Jessica Miller-Merrell | , ,| By
Hands down my favorite way of finding candidate diamonds in the rough is through referrals and recommendations either within my network or someone who I come acrossed that is connected and willing to share. There is a fine art to sending a referral message. The recruiter can come off rough, entitled and just looking for a quick fix without taking into account or acknowledging the importance of the network and the time the personal has spent to cultivate and establish a good relationship with his rolodex of contacts.
Secret to Effective Referral Recruiting Emails & InMail on LinkedIn
My biggest pet peeve as a blogger and someone with an expansive network is that many individuals want something for free. I keep my connections and relationships very close. I’ve built my network because I carefully screen and get to know people and referral sources personally. These are just things to keep in mind as you look for recruiting and candidate referral sources and connect with influencers or connectors regardless of industry.
I’m not alone in this feeling. A friend and extremely visible professional from Dallas recently posted a comment screenshare of an engagement with a recruiter (pictured below) who was looking for a quick referral to fill his job opening. There was no relationship, customization or even an attempt at pleasantries. Messages like this one give recruiters a bad name. Out of respect for the recruiter, I’ve removed his/her name.
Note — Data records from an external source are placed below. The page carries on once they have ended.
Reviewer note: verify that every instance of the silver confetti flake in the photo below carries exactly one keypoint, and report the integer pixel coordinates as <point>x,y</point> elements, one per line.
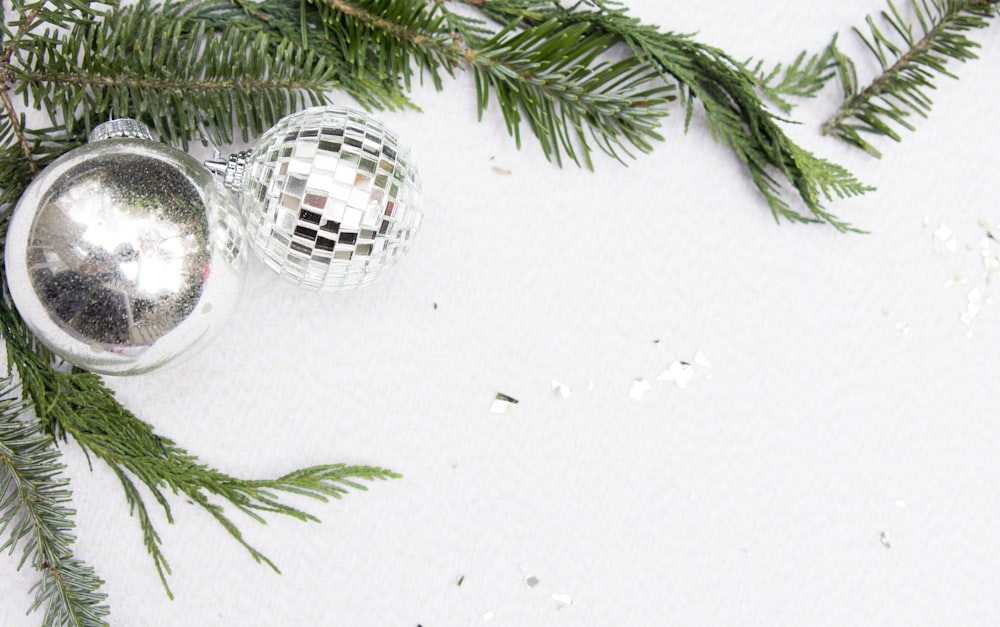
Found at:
<point>639,389</point>
<point>561,389</point>
<point>562,600</point>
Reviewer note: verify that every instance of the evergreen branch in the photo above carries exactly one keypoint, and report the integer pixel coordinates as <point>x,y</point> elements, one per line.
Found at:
<point>546,75</point>
<point>175,72</point>
<point>300,25</point>
<point>910,55</point>
<point>35,514</point>
<point>15,124</point>
<point>78,405</point>
<point>802,78</point>
<point>727,91</point>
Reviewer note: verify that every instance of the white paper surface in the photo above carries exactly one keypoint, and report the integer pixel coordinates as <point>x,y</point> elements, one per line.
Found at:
<point>837,463</point>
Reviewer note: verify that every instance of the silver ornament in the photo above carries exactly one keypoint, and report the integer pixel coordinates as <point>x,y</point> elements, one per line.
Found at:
<point>329,197</point>
<point>125,253</point>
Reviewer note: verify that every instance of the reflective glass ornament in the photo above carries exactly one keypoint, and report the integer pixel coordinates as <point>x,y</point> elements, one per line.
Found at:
<point>125,253</point>
<point>329,197</point>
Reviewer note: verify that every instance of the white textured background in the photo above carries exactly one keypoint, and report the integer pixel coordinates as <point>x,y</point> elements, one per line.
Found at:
<point>757,495</point>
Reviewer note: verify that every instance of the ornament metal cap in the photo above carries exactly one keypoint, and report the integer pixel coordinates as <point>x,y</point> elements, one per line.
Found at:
<point>122,128</point>
<point>233,170</point>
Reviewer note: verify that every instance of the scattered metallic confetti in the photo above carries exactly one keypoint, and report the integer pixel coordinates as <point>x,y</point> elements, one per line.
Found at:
<point>701,360</point>
<point>944,240</point>
<point>680,372</point>
<point>530,579</point>
<point>973,306</point>
<point>503,404</point>
<point>639,389</point>
<point>561,389</point>
<point>562,600</point>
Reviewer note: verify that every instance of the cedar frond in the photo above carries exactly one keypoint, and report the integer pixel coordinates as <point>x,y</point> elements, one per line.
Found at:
<point>35,515</point>
<point>802,78</point>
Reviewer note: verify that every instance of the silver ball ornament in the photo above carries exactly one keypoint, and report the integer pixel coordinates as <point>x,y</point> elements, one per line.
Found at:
<point>330,198</point>
<point>125,254</point>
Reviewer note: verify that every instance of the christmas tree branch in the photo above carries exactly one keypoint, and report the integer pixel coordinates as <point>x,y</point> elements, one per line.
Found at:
<point>77,405</point>
<point>548,75</point>
<point>35,514</point>
<point>171,70</point>
<point>911,55</point>
<point>802,78</point>
<point>728,93</point>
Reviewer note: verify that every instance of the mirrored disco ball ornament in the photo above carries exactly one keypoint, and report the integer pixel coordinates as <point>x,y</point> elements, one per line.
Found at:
<point>125,253</point>
<point>329,197</point>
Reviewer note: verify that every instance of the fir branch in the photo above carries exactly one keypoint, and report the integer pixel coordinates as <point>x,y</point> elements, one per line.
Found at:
<point>175,72</point>
<point>547,75</point>
<point>727,91</point>
<point>912,52</point>
<point>300,25</point>
<point>35,515</point>
<point>78,405</point>
<point>802,78</point>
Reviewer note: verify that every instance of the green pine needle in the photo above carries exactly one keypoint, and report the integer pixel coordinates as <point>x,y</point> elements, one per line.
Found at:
<point>728,93</point>
<point>166,67</point>
<point>802,78</point>
<point>912,51</point>
<point>548,76</point>
<point>35,515</point>
<point>78,405</point>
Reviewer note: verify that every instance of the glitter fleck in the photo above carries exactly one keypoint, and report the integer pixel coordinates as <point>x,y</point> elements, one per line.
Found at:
<point>639,389</point>
<point>503,404</point>
<point>680,372</point>
<point>944,241</point>
<point>562,600</point>
<point>974,304</point>
<point>530,579</point>
<point>561,389</point>
<point>701,360</point>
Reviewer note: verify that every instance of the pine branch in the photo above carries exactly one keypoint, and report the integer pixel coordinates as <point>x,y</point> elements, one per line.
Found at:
<point>175,72</point>
<point>77,405</point>
<point>912,52</point>
<point>802,78</point>
<point>35,515</point>
<point>727,91</point>
<point>548,76</point>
Mike shared this InMail with his Facebook network a couple weeks ago. I have chosen not to publish the remarks and responses from his network, but it is clear that messages like this are extremely commonplace. Bad practices as displayed below present a huge opportunity for recruiters who want to differentiate themselves from the pack and establish relationships with professionals like Mike. Brand awareness is everything.
Social networks are relatively easy to build, network and manipulate. Platforms like LinkedIn have made it easy to search and connect making in my opinion connecting in a personal or a unique way even more important. Connected individuals have choices and look to grow their personal network for future gain.
LinkedIn InMail Candidate Referral Template
The referral template is one that often gets overlooked, but it is an extremely powerful way to find hidden candidates or referral sources by connecting with connectors on platforms like Linkedin. I am of the belief that no recruiter wants to be the butt of someone’s jokes. I’m going to assume they want to be employed and in business for the long term. No longer can we just ask a candidate to send over referrals. Quality referral sources are focused on relationships. They want to know you are not going to abuse their networks and most importantly care about the people they are referring. Otherwise, what’s the point of a referral aside from paying the referrer a finders fee.
Below is an example of the message template I’ve had very good response from. Although, my best response rate comes from getting the referral source on the phone and chatting with them for 5-10 minutes, being casual and talking through some candidates sources, referrals and networks I should consider when recruiting.
The most important piece of your referral email is often overlooked. The Subject line is extremely important. It’s the most important piece of your message. Without a solid subject line that’s clickable, you are not getting a referral or even an opened message to build that connect and relationship with the person you are seeking.
Similarly to a tweet, you have one chance to get a candidate or referral source to click on your email to read more. Keep it short, direct and to the point but leave a little mystery. Just make sure that having them click through is worth their time and effort. Otherwise you are furthering the stereotype of the swarmy and spammy recruiter that is so prevalent in very competitive industry especially in my experience in living in Silicon Valley.
This is part 3 of my LinkedIn InMail Messaging series. You read part one and part two. Email messaging is one of the most important parts of recruiting yet often overlooked. Don’t sabotage your recruiting efforts by failing to spend the time and effort on a customized email message to the candidate.